Descriptive analysis conducted include weighted prevalence of various demographic, socioeconomic, health status and health care use indicators, which were calculated using SAS software (version 9.1). Individuals who were admitted to hospital with conditions not related to mental health were the reference group. Given the difference in age structure, the rates have been age/sex standardized.

The bootstrap technique was applied to all analyses to account for the complex survey design and to estimate the variance and confidence intervals. Survey weights were specifically produced by Statistics Canada for the linked file to adjust for non-response to the CCHS, as well as for the exclusion of records of respondents who did not provide plausible health numbers or give permission for linkage to administrative health data. These weights were applied to the analysis file. The weighted data were representative of the Canadian household population residing outside Quebec.

Limitations

Limitations of the hospital file

Like other work using administrative hospital data, this work has several general limitations. These data come from provincial reports, and linkages were conducted within each provincial dataset, so identifying patients who used hospital resources in more than one province is impossible. This could overestimate the number of patients and underestimate the total length of stay for some patients, and may be a significant factor for smaller provinces or areas near provincial borders. Deaths outside of hospital were not included, so the analysis dataset underestimates the number of patients who died subsequent to hospitalization. The validity of conclusions drawn from analyses of large administrative databases depends on the accuracy of case-defining diagnostic codes. Hospital administrative data do not include hospitalizations to psychiatric hospitals, so some of the most severe mental conditions are missing from analysis. Hospitalizations from psychiatric hospitals represent less than 15% of all mental related hospitalizations;22,23 nevertheless, their exclusion is unfortunate. The analyses presented here are limited to acute-care hospitalizations. Ideally, we would be able to consider the use of emergency rooms and hospitalizations to physicians and other providers as well.

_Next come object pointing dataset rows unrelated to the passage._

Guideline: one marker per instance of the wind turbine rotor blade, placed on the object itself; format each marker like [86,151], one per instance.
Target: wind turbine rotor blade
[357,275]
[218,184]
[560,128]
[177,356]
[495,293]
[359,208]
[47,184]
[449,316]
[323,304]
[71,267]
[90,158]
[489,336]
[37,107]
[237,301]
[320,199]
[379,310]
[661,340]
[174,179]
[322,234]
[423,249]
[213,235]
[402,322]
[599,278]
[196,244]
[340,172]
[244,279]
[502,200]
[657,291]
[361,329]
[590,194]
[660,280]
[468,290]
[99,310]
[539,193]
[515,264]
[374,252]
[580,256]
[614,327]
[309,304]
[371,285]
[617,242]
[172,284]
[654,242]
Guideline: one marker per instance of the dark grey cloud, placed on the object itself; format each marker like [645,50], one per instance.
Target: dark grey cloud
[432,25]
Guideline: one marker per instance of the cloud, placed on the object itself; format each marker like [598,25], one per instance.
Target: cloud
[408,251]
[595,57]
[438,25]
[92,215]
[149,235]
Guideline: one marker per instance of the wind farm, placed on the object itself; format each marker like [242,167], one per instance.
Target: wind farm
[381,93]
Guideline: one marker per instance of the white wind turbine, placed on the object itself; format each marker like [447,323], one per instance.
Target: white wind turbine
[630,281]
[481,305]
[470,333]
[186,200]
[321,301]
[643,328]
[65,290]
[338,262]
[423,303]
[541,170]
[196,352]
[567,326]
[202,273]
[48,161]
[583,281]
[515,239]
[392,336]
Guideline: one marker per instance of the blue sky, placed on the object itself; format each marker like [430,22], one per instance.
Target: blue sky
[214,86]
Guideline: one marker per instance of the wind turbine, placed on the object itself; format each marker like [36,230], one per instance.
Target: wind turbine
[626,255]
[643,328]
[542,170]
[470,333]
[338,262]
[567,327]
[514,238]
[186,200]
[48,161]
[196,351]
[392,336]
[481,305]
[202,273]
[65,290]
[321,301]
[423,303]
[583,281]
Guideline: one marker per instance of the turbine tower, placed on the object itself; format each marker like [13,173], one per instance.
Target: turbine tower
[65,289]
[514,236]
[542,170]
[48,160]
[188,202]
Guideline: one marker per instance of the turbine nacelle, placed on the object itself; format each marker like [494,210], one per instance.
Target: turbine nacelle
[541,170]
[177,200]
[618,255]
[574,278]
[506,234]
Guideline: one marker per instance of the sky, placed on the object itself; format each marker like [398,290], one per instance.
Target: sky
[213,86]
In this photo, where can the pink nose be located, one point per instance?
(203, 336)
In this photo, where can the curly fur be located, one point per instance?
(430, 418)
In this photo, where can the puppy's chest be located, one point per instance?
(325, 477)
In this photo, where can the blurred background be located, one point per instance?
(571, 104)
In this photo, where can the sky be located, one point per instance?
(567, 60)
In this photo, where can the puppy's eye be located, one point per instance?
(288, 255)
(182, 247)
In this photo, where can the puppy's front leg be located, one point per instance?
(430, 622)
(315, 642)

Limitations of the linked survey-hospital file

The analyses here exclude respondents from Quebec, because that province provided Statistics Canada with scrambled health numbers, as well as postal codes with insufficient details, making it impossible to link administrative records and survey responses.

The linkage of CCHS and hospital data, while probabilistic, does not include names. This means that there is a strong dependence on health insurance number, and little likelihood of successfully linking records where the health insurance number is missing or incorrectly coded.

Censoring before the end of the four-year period because of events such as death or moving out of the province could not be accounted for, because information about these events was not available or incomplete.